Support Questions

pierre_gunet · ‎10-18-2017

Hi,

Following the Hive documentation (https://cwiki.apache.org/confluence/display/Hive/Druid+Integration) I linked a Hive table to an existing Druid datasource using the DruidStorageHandler. I managed to do select, timeseries and groupBy queries without any trouble but impossible to generate a TopN query. It always falls back on the groupBy.

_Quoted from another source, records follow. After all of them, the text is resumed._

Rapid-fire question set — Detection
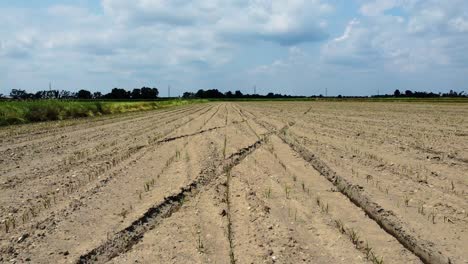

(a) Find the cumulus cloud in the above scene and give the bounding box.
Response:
[321,0,468,72]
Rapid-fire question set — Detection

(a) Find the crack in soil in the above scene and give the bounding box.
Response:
[76,137,266,263]
[278,127,452,264]
[245,114,453,264]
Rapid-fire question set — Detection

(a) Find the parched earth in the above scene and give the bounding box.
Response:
[0,101,468,264]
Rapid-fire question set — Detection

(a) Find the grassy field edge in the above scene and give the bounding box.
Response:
[0,99,208,126]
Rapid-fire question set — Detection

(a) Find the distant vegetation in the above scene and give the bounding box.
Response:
[0,99,202,126]
[182,89,307,99]
[4,87,159,100]
[0,84,468,125]
[372,89,468,98]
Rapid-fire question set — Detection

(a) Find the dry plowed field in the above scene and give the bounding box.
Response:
[0,102,468,264]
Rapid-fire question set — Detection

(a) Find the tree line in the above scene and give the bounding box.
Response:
[372,89,468,98]
[0,87,468,100]
[0,87,159,100]
[182,89,306,99]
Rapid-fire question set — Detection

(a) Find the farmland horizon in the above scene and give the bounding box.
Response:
[0,0,468,96]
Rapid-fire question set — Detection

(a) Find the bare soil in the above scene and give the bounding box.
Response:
[0,102,468,264]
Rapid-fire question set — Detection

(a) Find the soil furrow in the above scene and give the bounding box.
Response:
[78,134,264,263]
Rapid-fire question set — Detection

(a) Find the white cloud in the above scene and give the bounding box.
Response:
[321,0,468,72]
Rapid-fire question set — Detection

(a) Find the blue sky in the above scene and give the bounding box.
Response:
[0,0,468,96]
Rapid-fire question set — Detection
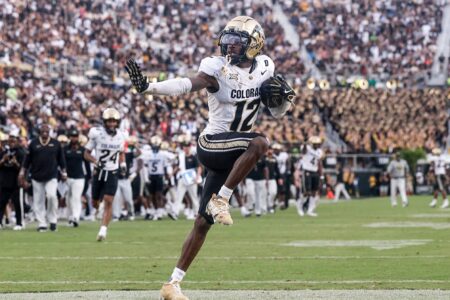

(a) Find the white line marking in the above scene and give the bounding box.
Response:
[363,222,450,229]
[282,240,433,250]
[0,255,450,261]
[0,279,450,285]
[411,214,450,219]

My datasource (with a DAY granularity) schema is :

+------------+------------+--------------------+--+
|  col_name  | data_type  |      comment       |
+------------+------------+--------------------+--+
| __time     | timestamp  | from deserializer  |
| dimension1 | string     | from deserializer  |
| metric1    | bigint     | from deserializer  |
| dimension2 | string     | from deserializer  |
+------------+------------+--------------------+--+

The query I'm running is :

SELECT `dimension1`, `floor_day`(`__time`), sum(`metric1`) as s FROM my_db.my_table GROUP BY `dimension1`, `floor_day`(`__time`) ORDER BY s DESC LIMIT 10;

If I 'EXPLAIN' it, I have :

Plan optimized by CBO.                                                                               Stage-0
    Fetch Operator
      limit:-1
      Select Operator [SEL_1]
        Output:["_col0","_col1","_col2"]
        TableScan [TS_0]
	  Output:["dimension1","floor_day","$f2"],properties:{"druid.query.json":"{\"queryType\":\"groupBy\",\"dataSource\":\"my_datasource\",\"granularity\":\"all\",\"dimensions\":[{\"type\":\"default\",\"dimension\":\"dimension1\"},{\"type\":\"extraction\",\"dimension\":\"__time\",\"outputName\":\"floor_day\",\"extractionFn\":{\"type\":\"timeFormat\",\"format\":\"yyyy-MM-dd'T'HH:mm:ss.SSS'Z'\",\"granularity\":\"day\",\"timeZone\":\"UTC\",\"locale\":\"en-US\"}}],\"limitSpec\":{\"type\":\"default\",\"limit\":10,\"columns\":[{\"dimension\":\"$f2\",\"direction\":\"descending\",\"dimensionOrder\":\"numeric\"}]},\"aggregations\":[{\"type\":\"longSum\",\"name\":\"$f2\",\"fieldName\":\"count\"}],\"intervals\":[\"1900-01-01T00:00:00.000/3000-01-01T00:00:00.000\"]}","druid.query.type":"groupBy"}

I'm using HDP-2.6.2.0-205 with Hive 2.1.0 and Druid 0.9.2.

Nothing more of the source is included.